Democratic Senator Chuck Schumer slamming President Trump and Republican for, quote, going after health care dollars that millions of children rely on. But officials promised these cuts won't hurt the program, $5 billion come from accounts that expired last year. In fact, most of the $15 billion are unspent funds and years old programs.

The proposed cuts will not touch the recent $1.3 trillion spending bill that Trump was so angry about. Remember the price tag. He was furious with Congress for passing that thing. He said he would never pass something like that again.
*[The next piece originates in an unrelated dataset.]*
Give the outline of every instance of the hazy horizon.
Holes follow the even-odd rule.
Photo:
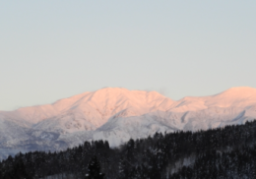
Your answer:
[[[0,110],[104,87],[171,99],[256,88],[255,1],[0,2]]]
After the fact, he is targeting spending. He wants to roll back some of the big spending. Congress does not want to reopen negotiations on the bipartisan deal. Congress has 45 days to consider the package the White House is proposing. The administration hopes for a vote before July.

Global stocks mixed today as investors wait on Trump's Iran decision. They are betting the president will abandon that deal, keeping oil prices near a four-year high. Energy stocks rose yesterday, helping Wall Street close higher.

So did Apple, hitting an all-time high. Apple shares at a record, and closer to this amazing milestone, the first company to hit $1 trillion in market value. Apple is now worth more than $940 billion with this last rally.

Comcast could crash Disney's plans for Fox. But it's waiting on another big media deal to decide. In December, Fox agreed to sell Disney its entertainment company for $52 billion.

Now, "Reuters" reports Comcast may try to break the deal, preparing a $60 billion all cash offer. But Comcast hasn't decided yet.